We place a tuning fork tuned to low C, about 128 Hz on the metal uprights of our racks. It really helps the sound, making things sound noticeably clearer and focused.
Apparently tuning forks will start to vibrate if their resonant frequency is present. A 128 hz fork is set about double the line AC frequency (60 Hz in the US and North America). Since many forks have tuneable hammers, I moved mine out a a bit to get a range closer to 120 Hz, double the line AC. The 120 Hz is actually the fundamental resonant frequency of the rectified AC.
The resulting sound is clearer, more dynamic and reveals finer nuances in the music. Apparently the forks actually absorb some of the 60 and 120 Hz resonance and in dissipating some of that energy into the air, pulls that energy from the components themselves.
This was discovered by accident as I was experimenting with something I had read on the net, whereby one could place a tuning fork against a speaker cabinet while playing music and when the fork started to resonate, it would indicate where damping was needed. The idea didn’t work for me, maybe because I wasn’t using a steady test tone, but in placing the forks in the ends of the rack for convenience while experimenting, I noticed that the sound had improved.

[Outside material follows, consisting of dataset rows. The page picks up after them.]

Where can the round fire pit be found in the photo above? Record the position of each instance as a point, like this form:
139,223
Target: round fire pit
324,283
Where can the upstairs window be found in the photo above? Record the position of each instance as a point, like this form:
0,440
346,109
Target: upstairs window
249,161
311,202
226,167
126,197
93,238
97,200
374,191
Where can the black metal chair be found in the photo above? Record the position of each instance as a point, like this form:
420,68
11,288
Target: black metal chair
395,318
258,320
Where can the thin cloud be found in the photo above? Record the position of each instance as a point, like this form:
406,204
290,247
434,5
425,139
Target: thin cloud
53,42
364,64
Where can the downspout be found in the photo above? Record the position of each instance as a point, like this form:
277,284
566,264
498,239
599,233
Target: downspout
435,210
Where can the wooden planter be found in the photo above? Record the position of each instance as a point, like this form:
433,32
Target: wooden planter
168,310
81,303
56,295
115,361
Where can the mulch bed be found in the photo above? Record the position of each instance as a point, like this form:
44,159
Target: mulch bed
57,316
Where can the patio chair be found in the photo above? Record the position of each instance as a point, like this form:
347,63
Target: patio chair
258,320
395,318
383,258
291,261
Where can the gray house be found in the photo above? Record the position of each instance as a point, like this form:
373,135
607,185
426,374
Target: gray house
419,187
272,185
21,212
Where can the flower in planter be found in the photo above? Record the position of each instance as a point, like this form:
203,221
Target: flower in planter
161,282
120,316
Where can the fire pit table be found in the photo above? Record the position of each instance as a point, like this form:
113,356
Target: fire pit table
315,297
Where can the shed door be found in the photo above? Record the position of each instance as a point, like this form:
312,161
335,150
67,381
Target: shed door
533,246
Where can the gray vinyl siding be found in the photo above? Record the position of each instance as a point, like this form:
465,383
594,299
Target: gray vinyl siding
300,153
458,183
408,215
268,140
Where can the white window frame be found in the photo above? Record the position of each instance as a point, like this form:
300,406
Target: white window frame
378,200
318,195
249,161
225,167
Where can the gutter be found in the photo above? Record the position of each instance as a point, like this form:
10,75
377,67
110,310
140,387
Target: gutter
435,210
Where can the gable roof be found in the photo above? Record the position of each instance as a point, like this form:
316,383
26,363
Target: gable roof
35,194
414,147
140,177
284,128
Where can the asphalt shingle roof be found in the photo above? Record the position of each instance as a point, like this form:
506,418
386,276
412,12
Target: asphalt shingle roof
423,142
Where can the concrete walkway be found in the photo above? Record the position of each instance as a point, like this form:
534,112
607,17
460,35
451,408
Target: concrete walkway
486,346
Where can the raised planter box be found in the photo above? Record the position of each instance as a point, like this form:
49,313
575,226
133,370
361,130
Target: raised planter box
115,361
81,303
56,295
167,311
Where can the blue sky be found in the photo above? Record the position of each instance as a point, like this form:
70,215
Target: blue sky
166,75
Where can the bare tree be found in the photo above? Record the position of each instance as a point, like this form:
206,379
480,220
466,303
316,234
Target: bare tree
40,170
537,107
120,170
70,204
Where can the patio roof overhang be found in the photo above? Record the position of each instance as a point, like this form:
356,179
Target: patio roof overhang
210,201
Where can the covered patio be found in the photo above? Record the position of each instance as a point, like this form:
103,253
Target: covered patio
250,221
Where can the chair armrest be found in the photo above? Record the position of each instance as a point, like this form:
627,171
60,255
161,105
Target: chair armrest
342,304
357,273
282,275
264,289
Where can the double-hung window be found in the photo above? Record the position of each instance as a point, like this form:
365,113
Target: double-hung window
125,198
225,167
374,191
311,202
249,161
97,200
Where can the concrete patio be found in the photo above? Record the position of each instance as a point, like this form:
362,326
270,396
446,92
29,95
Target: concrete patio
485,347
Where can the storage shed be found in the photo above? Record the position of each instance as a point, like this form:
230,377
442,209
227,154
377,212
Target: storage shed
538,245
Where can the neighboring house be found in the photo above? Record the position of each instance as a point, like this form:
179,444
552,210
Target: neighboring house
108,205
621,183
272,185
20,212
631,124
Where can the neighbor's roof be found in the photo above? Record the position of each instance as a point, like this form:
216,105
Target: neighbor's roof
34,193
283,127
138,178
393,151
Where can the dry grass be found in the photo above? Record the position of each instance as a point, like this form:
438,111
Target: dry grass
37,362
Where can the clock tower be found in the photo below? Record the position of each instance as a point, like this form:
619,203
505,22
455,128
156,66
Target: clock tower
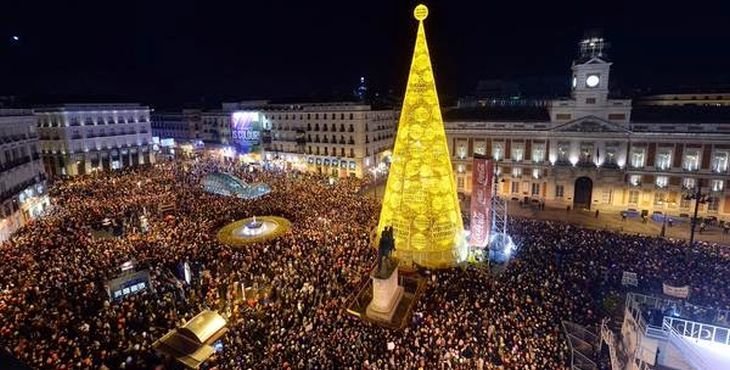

These forks are a part of every doctor’s little black bag, and they use it to test for skull fractures, apparently. Very few ever use it today and maybe if you ask your physician, he may give his to you (if he can remember where he put it !). Average cost seems to be about $5 to $6.
It works best close to components with the largest transformers: typically the power amps. But it does work everywhere…..
The power transformers which form the heart of many components, all work off the 60 Hz line voltage. Thus many metal type racks are then magnetically coupled, via induction, to the line frequency. This magnetic induction can be significantly reduced by placing small magnets on the various bars of a rack. This will resist the flow of magnetic fields and confine them to a smaller area. Again in reducing the magnetic induction, the result is superior sound; better detail and nuance.
Magnets are NOT recommended on Turntable stands, however, as the cartridge will be affected by the magnetic field of the magnet.